Whirlpool: Selfies ou contestation, Le Pen ou Macron, qui a gagné le match des images à Amiens?
PRÉSIDENTIELLE - Cette campagne n'avait pas encore vraiment commencé. Et puis, il y a eu l'épisode Whirpool, du nom de cette usine d'Amiens menacée de fermeture et qui s'est brusquement invité dans l'entre-deux tours. Marine Le Pen et Emmanuel Macron se sont succédé sur le parking, dans deux atmosphères différentes, avec deux stratégies que tout oppose.
Dans ce match à distance qui s'est joué à coups de selfies, sifflets et mégaphone, il est cependant bien difficile de savoir qui a remporté la partie.
À la mi-journée, pourtant, le duel semblait plier puisque la candidate du Front national avait parfaitement réussi son coup de com' tenu secret pendant la matinée. Seuls quelques militants qui tractaient devant l'usine et distribuaient des viennoiseries aux grévistes avaient été informés de la visite inopinée de leur championne. C'est sous les applaudissements des salariés et de ses militants que la leader d'extrême droite a été accueillie.
Quand Le Pen tend le piège parfait
Durant la vingtaine de minutes qu'elle aura passée sur place, Marine Le Pen n'a essuyé aucun propos hostile multipliant même les photos avec les personnes présentes dont il était difficile de savoir s'il s'agissait de salariés ou de militants.
Mais peu importe, les images étaient belles et la candidate qui capte déjà plus de 60% du vote ouvrier (sondage Ifop publié mardi soir) avait tendu un piège parfait à son rival.

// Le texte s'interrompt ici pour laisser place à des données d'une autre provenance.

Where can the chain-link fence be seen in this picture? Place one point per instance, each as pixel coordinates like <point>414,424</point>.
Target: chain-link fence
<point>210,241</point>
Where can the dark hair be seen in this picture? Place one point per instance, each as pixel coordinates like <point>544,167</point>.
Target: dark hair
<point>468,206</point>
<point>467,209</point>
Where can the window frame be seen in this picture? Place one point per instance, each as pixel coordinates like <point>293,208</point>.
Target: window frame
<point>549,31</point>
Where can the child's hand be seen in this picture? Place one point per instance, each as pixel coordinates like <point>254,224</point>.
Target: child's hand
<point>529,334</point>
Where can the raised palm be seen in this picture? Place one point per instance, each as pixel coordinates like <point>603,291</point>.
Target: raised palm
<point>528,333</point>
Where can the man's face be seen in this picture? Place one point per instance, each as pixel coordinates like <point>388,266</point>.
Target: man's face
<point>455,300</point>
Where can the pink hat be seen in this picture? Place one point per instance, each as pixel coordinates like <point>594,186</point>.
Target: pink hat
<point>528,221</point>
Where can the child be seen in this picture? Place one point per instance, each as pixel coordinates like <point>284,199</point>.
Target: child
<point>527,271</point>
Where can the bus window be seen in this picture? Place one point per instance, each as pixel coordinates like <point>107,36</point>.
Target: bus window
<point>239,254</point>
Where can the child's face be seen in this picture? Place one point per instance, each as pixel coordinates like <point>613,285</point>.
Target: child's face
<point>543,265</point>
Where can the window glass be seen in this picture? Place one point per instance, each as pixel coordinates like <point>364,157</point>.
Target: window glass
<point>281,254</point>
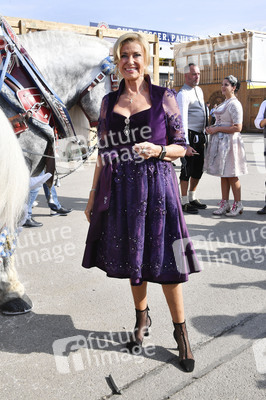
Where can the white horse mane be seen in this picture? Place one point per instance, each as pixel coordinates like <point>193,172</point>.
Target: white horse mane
<point>14,182</point>
<point>51,49</point>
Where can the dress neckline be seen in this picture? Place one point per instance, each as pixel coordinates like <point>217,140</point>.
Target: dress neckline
<point>132,115</point>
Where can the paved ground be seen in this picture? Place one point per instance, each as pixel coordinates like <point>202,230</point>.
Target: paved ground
<point>77,309</point>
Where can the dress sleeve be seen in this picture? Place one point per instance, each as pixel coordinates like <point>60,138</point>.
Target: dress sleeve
<point>102,129</point>
<point>175,130</point>
<point>236,111</point>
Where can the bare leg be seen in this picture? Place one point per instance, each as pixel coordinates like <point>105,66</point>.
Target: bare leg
<point>236,187</point>
<point>225,187</point>
<point>143,321</point>
<point>184,188</point>
<point>174,298</point>
<point>193,184</point>
<point>140,296</point>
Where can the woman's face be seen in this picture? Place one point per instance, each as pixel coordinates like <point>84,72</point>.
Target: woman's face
<point>132,62</point>
<point>227,88</point>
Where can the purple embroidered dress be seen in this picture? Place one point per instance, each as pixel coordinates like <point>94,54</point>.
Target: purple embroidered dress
<point>137,228</point>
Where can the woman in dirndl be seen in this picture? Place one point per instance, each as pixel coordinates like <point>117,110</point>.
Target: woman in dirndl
<point>225,156</point>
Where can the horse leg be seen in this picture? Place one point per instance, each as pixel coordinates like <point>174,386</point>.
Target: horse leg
<point>11,290</point>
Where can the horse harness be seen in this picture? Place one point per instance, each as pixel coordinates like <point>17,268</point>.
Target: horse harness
<point>25,89</point>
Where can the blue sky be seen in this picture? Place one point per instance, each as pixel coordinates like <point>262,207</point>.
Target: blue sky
<point>194,17</point>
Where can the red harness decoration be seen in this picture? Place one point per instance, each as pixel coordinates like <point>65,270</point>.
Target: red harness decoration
<point>31,100</point>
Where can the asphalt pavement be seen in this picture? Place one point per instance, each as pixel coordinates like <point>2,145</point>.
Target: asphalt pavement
<point>71,345</point>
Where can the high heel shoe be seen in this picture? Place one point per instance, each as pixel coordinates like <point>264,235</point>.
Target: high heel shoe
<point>186,359</point>
<point>142,327</point>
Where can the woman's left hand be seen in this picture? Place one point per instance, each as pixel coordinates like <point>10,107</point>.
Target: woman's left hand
<point>147,149</point>
<point>210,130</point>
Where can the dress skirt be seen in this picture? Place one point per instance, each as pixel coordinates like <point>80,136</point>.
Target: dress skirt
<point>137,228</point>
<point>225,155</point>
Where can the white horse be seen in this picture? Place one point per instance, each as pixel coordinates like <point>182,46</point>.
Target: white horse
<point>68,62</point>
<point>14,186</point>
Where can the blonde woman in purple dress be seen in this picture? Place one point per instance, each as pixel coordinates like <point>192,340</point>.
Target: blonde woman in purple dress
<point>225,155</point>
<point>137,228</point>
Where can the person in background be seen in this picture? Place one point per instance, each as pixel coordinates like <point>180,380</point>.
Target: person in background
<point>137,228</point>
<point>225,156</point>
<point>260,123</point>
<point>212,114</point>
<point>192,108</point>
<point>52,200</point>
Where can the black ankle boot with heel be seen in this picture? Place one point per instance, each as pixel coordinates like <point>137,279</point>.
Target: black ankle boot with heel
<point>186,359</point>
<point>142,326</point>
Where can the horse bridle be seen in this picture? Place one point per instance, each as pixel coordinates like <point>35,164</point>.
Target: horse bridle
<point>107,68</point>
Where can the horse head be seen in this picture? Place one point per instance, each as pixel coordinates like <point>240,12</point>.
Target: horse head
<point>70,62</point>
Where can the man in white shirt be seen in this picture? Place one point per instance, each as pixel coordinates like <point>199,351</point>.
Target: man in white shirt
<point>192,108</point>
<point>260,123</point>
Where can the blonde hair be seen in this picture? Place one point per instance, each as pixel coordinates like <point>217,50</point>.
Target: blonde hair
<point>132,37</point>
<point>14,182</point>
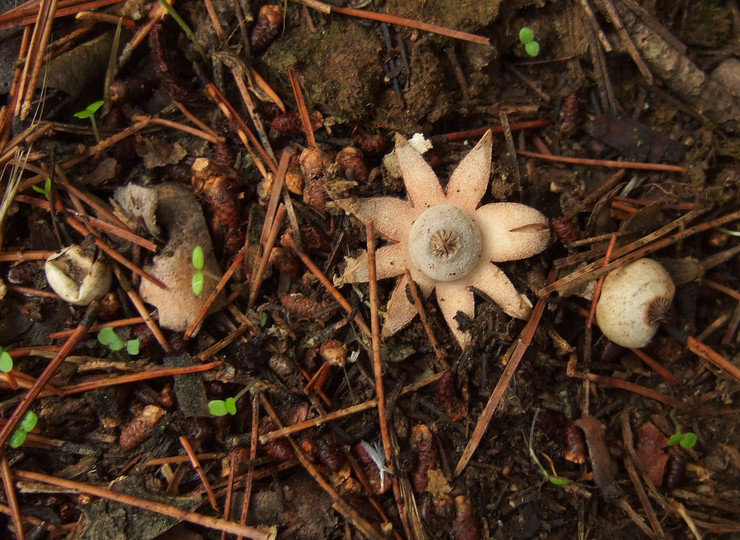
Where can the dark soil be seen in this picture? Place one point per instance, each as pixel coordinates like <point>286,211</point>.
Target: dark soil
<point>362,84</point>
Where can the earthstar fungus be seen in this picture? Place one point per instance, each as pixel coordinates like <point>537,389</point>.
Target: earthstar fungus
<point>448,244</point>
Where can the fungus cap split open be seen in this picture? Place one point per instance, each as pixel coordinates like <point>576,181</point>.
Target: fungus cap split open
<point>445,240</point>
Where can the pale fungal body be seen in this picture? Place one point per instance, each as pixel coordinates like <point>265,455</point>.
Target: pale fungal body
<point>78,275</point>
<point>634,300</point>
<point>445,241</point>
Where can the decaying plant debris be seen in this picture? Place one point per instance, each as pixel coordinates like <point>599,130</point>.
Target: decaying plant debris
<point>266,405</point>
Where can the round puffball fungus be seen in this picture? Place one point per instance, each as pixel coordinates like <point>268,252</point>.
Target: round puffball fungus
<point>633,302</point>
<point>445,243</point>
<point>78,274</point>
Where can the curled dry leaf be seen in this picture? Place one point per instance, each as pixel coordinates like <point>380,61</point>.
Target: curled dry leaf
<point>178,213</point>
<point>78,274</point>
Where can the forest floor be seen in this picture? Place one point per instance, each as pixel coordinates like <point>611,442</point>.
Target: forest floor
<point>622,131</point>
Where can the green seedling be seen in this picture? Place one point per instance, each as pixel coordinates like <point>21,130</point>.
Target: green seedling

Pendant qu'elle souriait au milieu des Amiénois sans toutefois formuler aucune proposition pour l'avenir du site (elle les a envoyées dans l'après-midi par communiqué), Emmanuel Macron était à la Chambre de commerce et d'industrie. À quelques kilomètres de l'usine, il s'entretenait à huis clos avec des représentants de l'intersyndicale. Le choc des images, diffusées sur les chaînes d'info en continu, était alors terrible, l'ancien ministre de l'Economie auteur d'un début de semaine plus que poussif ponctué par des polémiques, comme celle consécutive à sa soirée à la Rotonde.

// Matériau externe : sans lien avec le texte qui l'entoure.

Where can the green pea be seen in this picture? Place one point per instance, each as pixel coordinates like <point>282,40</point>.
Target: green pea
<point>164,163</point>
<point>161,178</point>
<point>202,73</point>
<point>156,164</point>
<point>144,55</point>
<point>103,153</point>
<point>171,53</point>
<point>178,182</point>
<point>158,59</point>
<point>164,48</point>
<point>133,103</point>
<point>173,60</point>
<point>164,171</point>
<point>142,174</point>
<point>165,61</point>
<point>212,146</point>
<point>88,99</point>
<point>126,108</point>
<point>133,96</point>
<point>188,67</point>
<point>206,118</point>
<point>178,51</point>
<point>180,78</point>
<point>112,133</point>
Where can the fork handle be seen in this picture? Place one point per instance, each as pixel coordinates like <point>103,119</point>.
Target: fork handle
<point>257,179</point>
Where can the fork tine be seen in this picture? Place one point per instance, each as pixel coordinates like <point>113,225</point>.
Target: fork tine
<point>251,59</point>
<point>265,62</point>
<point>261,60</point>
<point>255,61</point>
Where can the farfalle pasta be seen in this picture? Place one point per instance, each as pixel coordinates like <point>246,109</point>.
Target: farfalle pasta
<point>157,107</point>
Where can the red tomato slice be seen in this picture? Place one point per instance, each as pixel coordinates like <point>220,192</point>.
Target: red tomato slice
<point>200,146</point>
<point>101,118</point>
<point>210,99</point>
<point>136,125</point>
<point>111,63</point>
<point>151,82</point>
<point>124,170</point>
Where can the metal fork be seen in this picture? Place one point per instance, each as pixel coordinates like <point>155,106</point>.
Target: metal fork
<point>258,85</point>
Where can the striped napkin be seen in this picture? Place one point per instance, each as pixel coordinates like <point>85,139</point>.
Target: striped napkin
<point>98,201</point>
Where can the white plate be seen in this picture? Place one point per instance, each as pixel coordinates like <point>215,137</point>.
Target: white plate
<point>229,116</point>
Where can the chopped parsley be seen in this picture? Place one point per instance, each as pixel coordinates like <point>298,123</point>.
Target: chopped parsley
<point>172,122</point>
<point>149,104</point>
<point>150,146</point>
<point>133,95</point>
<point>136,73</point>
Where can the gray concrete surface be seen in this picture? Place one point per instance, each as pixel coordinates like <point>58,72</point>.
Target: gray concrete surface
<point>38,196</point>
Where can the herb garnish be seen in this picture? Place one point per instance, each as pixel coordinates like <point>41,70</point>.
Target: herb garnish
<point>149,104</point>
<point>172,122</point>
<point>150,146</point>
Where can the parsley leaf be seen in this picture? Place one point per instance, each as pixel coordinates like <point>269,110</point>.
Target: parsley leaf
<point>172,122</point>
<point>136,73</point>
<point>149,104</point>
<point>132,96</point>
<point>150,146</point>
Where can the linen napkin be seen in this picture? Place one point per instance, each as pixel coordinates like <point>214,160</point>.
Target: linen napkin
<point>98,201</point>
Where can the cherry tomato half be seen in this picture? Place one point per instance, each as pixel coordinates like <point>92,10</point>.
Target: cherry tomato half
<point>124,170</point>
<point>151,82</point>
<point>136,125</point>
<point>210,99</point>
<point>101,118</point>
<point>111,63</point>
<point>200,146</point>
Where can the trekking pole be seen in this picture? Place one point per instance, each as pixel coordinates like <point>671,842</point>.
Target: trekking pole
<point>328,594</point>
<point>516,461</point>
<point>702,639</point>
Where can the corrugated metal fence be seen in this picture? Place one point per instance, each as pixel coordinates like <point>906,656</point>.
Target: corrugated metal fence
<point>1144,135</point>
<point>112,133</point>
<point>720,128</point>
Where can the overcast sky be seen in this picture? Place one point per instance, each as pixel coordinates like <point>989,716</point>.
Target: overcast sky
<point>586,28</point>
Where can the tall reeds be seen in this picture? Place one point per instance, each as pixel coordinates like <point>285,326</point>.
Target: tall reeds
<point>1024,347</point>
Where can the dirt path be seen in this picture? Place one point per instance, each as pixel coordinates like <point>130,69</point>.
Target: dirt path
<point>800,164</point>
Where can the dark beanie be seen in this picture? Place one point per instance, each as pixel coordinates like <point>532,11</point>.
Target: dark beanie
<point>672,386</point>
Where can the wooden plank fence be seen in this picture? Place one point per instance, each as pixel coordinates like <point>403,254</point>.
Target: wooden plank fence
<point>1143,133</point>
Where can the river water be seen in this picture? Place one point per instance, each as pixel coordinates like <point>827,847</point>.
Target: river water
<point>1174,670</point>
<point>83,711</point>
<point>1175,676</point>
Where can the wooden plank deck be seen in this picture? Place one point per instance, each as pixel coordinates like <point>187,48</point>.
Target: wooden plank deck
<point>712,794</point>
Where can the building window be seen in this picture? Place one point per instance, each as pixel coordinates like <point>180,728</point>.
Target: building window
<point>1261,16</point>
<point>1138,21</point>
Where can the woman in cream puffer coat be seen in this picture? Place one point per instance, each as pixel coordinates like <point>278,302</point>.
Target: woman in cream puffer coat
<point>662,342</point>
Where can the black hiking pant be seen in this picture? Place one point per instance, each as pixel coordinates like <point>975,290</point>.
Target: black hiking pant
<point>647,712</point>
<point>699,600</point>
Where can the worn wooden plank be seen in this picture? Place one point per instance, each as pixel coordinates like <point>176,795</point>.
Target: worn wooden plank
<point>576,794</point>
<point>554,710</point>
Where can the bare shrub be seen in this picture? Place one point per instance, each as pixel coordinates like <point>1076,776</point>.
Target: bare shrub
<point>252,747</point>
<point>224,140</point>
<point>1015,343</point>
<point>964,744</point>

joie vs malaise pic.twitter.com/47XpIM9xY2
— Nabil Touati (@salam93) 26 avril 2017
Emmanuel Macron comptait pourtant beaucoup sur ce déplacement dans sa ville natale. Absent pendant 48 heures, il voulait relancer la machine, dans une région où sa rivale est arrivée très nettement en tête dimanche.

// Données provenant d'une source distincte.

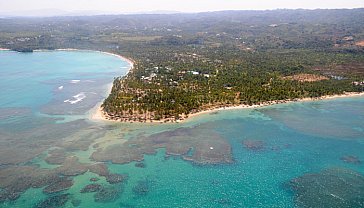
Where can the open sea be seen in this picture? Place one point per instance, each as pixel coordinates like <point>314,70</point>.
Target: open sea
<point>307,154</point>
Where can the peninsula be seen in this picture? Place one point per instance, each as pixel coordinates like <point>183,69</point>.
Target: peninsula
<point>185,64</point>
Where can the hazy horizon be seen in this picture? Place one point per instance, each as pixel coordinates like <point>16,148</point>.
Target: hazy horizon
<point>89,7</point>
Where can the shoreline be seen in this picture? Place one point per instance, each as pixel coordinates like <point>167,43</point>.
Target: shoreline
<point>101,115</point>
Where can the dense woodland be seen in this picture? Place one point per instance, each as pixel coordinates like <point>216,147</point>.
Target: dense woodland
<point>190,62</point>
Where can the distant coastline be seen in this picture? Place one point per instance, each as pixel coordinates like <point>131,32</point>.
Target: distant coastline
<point>101,115</point>
<point>98,114</point>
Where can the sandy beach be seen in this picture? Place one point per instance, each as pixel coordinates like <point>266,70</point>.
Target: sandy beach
<point>99,114</point>
<point>327,97</point>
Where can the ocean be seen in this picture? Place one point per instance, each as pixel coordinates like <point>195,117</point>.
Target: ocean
<point>303,154</point>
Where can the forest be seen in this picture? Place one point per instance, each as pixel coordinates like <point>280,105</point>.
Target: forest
<point>185,63</point>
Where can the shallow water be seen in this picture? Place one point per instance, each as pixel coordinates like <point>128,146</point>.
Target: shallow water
<point>273,149</point>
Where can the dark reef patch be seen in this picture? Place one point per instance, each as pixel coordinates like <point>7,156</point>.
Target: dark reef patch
<point>115,178</point>
<point>332,188</point>
<point>94,179</point>
<point>91,188</point>
<point>351,159</point>
<point>57,186</point>
<point>56,157</point>
<point>254,145</point>
<point>142,188</point>
<point>140,165</point>
<point>208,147</point>
<point>54,201</point>
<point>107,194</point>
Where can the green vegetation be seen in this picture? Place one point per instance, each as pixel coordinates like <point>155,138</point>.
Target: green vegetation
<point>190,62</point>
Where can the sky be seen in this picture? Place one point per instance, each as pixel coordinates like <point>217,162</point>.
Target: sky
<point>134,6</point>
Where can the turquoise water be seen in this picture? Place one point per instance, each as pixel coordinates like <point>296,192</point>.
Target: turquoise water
<point>296,139</point>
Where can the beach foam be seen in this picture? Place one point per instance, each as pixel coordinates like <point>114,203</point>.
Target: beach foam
<point>77,98</point>
<point>75,81</point>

Problème, lors de "L'émission politique" début avril sur France2, il s'était engagé à ne faire aucune "démagogie" et ne pas instrumentaliser le drame social vécu à Amiens. Impossible donc d'aller devant l'usine au risque de se renier. Voilà pourquoi il avait fait le choix de la rencontre en terrain neutre.
Au cours de cette réunion, l'idée d'un déplacement sur place a tout de même germé, comme son équipe a tenu à le faire savoir dans un tweet. Elle a pris corps après la visite surprise de Marine Le Pen. Et tant pis pour le revirement.
12h30 avec l'intersyndicale du site Whirlpool. Loin des manipulations, je serai avec les salariés à 14h30. pic.twitter.com/w5kN6mxbrK
— Emmanuel Macron (@EmmanuelMacron) 26 avril 2017
Macron obligé de renier une promesse
Mais quand aux environs de 15 heures, le vainqueur du premier tour est arrivé sur les lieux, l'ambiance est devenue tout de suite plus lourde que deux heures plus tôt pour Marine Le Pen.
Devant une meute de journalistes encore plus dense que lors d'un déplacement présidentiel, ce sont des sifflets, des huées et des insultes qui ont accueilli Emmanuel Macron. Entamer un dialogue. C'est pourtant bien dans ce but que le candidat avait dérogé à la règle qu'il s'était fixée.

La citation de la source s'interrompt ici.